Braylee shrugged. Harper moved a little closer to the girl, bending down on one knee so he did not loom over her. She held his gaze, expressive brown eyes steady and patient. Harper gave her a smile, which she slowly returned.
“You have been a great help so far, Miss Braylee,” Harper said in gentle, friendly tones. “I have one more favour to ask of you. It would assist us if we knew what your brother looked like. If I was to get some pencils and paper, do you think you could describe him for me so I could draw him?”
Having immediately agreed to his request, the young girl had sat with Harper for over an hour at the rough kitchen table in the servant’s quarters, where she seemed very at home. Tomlin sat next to her, offering the occasional comment, as Braylee described, in quite impressive detail, the older brother she clearly adored. As she spoke, Harper drew, seeing the boy come to life in his mind. When they had finished, Harper showed them the picture. Braylee gave a squeal of delight, clapping her hands together, and Tomlin nodded his approval, his eyes tearing up.

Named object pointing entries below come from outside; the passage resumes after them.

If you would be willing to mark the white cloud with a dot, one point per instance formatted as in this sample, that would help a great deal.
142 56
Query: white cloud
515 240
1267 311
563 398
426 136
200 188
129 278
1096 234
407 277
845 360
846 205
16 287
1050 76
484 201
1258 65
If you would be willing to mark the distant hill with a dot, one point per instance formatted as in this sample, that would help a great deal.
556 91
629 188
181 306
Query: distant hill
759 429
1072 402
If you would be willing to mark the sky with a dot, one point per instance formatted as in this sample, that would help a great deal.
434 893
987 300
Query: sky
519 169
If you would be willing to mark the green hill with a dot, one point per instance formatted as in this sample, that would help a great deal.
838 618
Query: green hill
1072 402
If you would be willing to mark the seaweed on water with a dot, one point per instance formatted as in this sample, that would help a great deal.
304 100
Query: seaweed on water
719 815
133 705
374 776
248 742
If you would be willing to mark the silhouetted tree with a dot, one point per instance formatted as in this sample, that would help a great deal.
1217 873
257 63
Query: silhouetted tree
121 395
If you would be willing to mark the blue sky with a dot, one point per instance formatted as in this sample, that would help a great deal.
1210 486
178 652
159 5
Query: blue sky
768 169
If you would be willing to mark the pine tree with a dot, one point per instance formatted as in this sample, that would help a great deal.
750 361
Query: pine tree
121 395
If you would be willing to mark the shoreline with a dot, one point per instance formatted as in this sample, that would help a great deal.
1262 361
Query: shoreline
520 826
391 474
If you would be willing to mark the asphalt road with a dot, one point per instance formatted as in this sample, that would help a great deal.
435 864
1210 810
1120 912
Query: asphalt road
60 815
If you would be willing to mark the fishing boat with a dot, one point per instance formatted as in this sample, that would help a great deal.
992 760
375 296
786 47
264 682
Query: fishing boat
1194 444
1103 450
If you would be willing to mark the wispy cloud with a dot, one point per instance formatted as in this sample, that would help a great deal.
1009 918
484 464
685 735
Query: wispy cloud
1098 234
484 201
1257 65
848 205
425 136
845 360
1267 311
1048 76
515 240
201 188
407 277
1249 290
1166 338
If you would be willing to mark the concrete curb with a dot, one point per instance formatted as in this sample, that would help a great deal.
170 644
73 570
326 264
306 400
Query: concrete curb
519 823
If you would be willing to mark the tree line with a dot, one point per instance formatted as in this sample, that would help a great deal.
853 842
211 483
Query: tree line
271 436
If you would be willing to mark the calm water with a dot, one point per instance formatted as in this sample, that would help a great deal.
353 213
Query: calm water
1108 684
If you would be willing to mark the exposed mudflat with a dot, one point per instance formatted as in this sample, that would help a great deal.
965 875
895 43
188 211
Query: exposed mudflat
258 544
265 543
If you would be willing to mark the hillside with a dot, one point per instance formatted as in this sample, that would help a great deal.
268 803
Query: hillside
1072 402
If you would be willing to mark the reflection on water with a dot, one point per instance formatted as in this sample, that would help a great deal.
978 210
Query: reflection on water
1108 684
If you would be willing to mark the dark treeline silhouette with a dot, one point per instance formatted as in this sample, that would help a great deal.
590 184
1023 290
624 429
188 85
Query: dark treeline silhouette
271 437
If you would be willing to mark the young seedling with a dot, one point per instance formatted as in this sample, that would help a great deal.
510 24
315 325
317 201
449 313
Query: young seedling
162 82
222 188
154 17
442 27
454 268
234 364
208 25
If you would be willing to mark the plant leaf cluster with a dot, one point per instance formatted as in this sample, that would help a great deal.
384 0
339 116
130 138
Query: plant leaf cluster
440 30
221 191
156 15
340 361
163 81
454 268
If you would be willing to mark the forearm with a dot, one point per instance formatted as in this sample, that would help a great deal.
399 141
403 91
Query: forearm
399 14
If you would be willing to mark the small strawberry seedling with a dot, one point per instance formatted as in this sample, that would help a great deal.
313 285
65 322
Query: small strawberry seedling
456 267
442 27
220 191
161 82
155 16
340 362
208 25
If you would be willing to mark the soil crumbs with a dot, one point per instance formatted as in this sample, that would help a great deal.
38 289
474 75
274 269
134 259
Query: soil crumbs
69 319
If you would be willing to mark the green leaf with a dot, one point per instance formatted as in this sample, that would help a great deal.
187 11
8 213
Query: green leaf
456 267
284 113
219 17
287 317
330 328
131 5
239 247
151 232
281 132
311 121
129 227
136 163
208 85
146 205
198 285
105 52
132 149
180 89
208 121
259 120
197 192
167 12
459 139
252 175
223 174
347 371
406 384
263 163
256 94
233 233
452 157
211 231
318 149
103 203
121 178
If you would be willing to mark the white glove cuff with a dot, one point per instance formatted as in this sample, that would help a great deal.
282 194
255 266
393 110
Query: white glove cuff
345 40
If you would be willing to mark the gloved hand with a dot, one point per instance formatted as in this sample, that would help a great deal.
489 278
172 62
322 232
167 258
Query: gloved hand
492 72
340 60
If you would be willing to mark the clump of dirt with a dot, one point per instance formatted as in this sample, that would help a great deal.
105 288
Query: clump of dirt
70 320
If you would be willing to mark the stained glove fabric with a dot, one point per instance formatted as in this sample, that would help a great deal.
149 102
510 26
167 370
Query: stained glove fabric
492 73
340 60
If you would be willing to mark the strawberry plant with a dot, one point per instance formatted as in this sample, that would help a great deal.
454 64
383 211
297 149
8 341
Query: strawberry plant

Armed with this picture, the new information they had, and a more solid working theory, Harper followed Pandral back to the Central Tower. Harper wanted to discuss what they had found, but Pandral had stopped his only attempt at conversation with a sharp look. So instead, Harper used the time to consider the evidence he had and what they might do next. Yet all the while doubts plagued him. What happens if we find Rodin and he doesn’t want to return to his abusive father? What is his father going to do to him when he finds out the boy chose to leave?